DONDE A RESPOSTA À PRIMEIRA OBJEÇÃO. — A objeção feita colhe quando a vontade quer o fim, como razão de querer os meios.

RESPOSTA À SEGUNDA. ― Embora, sempre que vemos a cor vemos também a luz, pelo mesmo ato, contudo, podemos ver esta sem vermos aquela. ― E semelhantemente, quem quer os meios quer sempre e pelo mesmo ato o fim; não porém, inversamente.

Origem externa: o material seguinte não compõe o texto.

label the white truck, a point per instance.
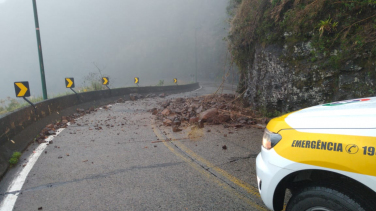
(324, 155)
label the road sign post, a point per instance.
(106, 81)
(69, 83)
(41, 65)
(22, 90)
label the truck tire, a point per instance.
(321, 197)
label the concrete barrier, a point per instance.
(19, 128)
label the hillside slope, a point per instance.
(297, 53)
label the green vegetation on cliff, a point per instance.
(338, 30)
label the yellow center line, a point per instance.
(206, 173)
(250, 189)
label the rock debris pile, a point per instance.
(210, 109)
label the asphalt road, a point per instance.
(136, 163)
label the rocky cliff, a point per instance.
(292, 61)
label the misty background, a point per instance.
(150, 39)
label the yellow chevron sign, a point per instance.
(69, 82)
(105, 81)
(22, 89)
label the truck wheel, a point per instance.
(325, 198)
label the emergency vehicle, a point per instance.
(324, 155)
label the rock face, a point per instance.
(287, 78)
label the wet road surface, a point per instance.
(135, 163)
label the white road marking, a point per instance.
(15, 187)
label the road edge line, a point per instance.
(15, 186)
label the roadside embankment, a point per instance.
(19, 128)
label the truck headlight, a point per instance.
(269, 140)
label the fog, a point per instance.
(150, 39)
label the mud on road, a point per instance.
(122, 157)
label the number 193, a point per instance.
(369, 151)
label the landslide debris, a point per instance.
(214, 109)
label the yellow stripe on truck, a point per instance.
(342, 152)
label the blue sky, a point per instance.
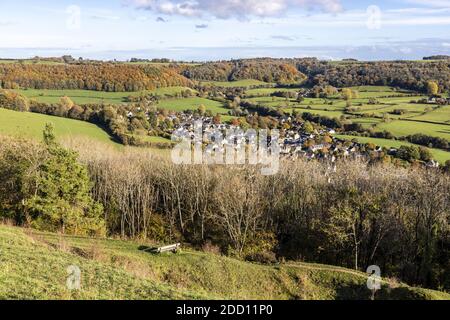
(224, 29)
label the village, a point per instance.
(293, 143)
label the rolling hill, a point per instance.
(30, 125)
(34, 265)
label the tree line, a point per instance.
(353, 216)
(99, 77)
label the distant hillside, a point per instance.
(33, 265)
(30, 125)
(98, 77)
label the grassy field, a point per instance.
(33, 265)
(439, 155)
(439, 115)
(87, 96)
(234, 84)
(403, 128)
(192, 104)
(30, 61)
(30, 125)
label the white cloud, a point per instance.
(431, 3)
(225, 9)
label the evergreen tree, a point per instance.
(62, 200)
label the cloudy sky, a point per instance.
(224, 29)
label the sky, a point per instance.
(204, 30)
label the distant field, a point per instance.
(440, 115)
(268, 91)
(192, 104)
(427, 119)
(28, 61)
(405, 128)
(31, 125)
(87, 96)
(232, 84)
(439, 155)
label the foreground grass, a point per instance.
(33, 265)
(30, 125)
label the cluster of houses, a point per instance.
(293, 143)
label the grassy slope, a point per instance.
(234, 84)
(30, 125)
(439, 155)
(192, 104)
(87, 96)
(33, 265)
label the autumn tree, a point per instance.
(432, 88)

RESPOSTA À TERCEIRA. ― Na execução da obra, os meios exercem a função de termos médios e o fim, de termo último. Donde, assim como o movimento natural para às vezes no meio e não alcança o termo, assim também às vezes realizamos o meio sem contudo conseguirmos o fim. Mas no querer se dá o inverso; pois, pelo fim, a vontade é levada a querer os meios, assim como o intelecto chega às conclusões pelos princípios, considerados meios. Donde, assim como o intelecto às vezes intelige o meio sem por ele chegar à conclusão, assim também a vontade quer às vezes, o fim sem entretanto chegar a querer o meio. E quanto ao que é objetado em contrário, a SOLUÇÃO. é clara pelo que já ficou dito antes. Pois, o útil e honesto não constituem espécies independentes um do outro, por igual; mas estão entre si como o que existe para si mesmo e o que existe para outra coisa. Donde, o ato da vontade pode querer um sem querer o outro, mas não inversamente.